Sir: How regrettable it is that the Metropolitan Police Commissioner, Sir Paul Condon, has sought to alienate the black and white communities by expressing the problem of mugging in terms of the number of muggers who are black (report, 8 July).
Sir Paul has voiced his dismay over the years at the lack of ethnic minorities (black and white) who fail to apply for employment to the police force. He said he felt it was important that minorities joined the police force, as it would help to improve relations between them and the different communities.
Mugging, burglaries and fraud (which is committed more by middle-class and upper-middle-class white males) is a global problem. How much easier it would have been for Sir Paul to present crime figures in a more balanced manner by giving details and statistics regarding serious criminal acts for all communities, including the white community. It may well be that the black male community would feature prominently, but at least its statistics would be placed alongside statistics for other groups.
Televised reporting of British football hooliganism shows white males "supporting" their country. Are there any statistics available for what type of crimes these "supporters" commit when they are abroad and how they compare with the statistics of black football hooliganism?

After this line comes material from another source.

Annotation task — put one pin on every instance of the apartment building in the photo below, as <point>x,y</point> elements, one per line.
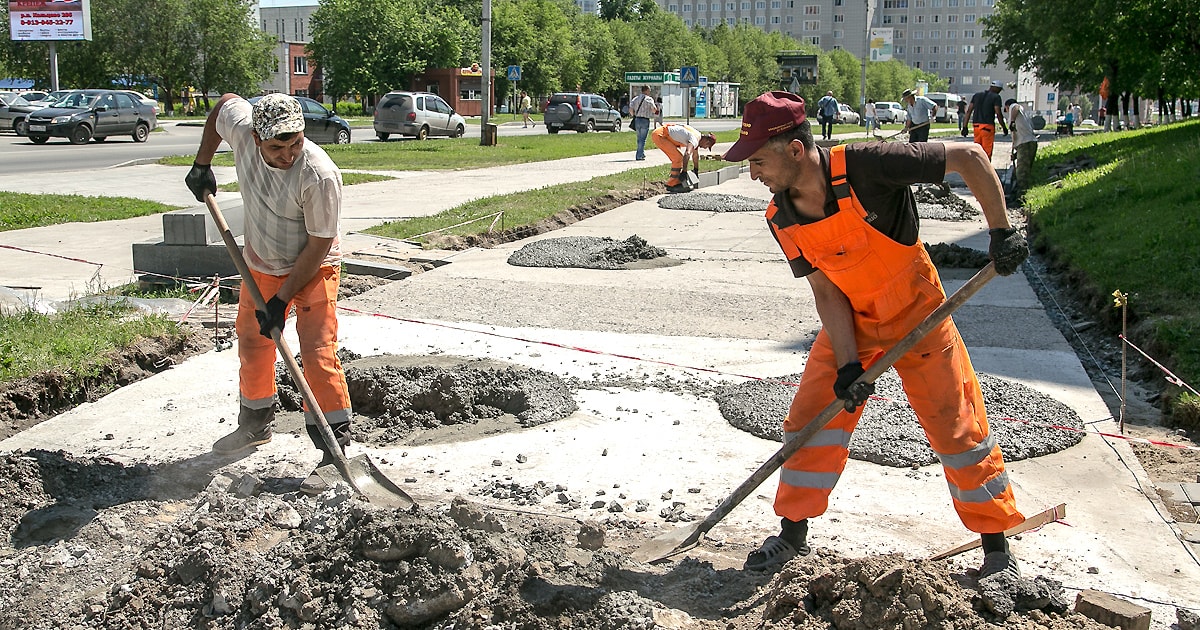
<point>939,36</point>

No, better to highlight a problem that has its routes in poverty, repression and oppression (which does not make it inexcusable in any way) for all minorities, including whites, where energy, will, and hope have been systematically crushed over the years and where there is no chance of substantial comeback.
It goes without saying that these comments have further seriously damaged relationships between the black community and the police, but how much less creditable is Sir Paul's position within the force.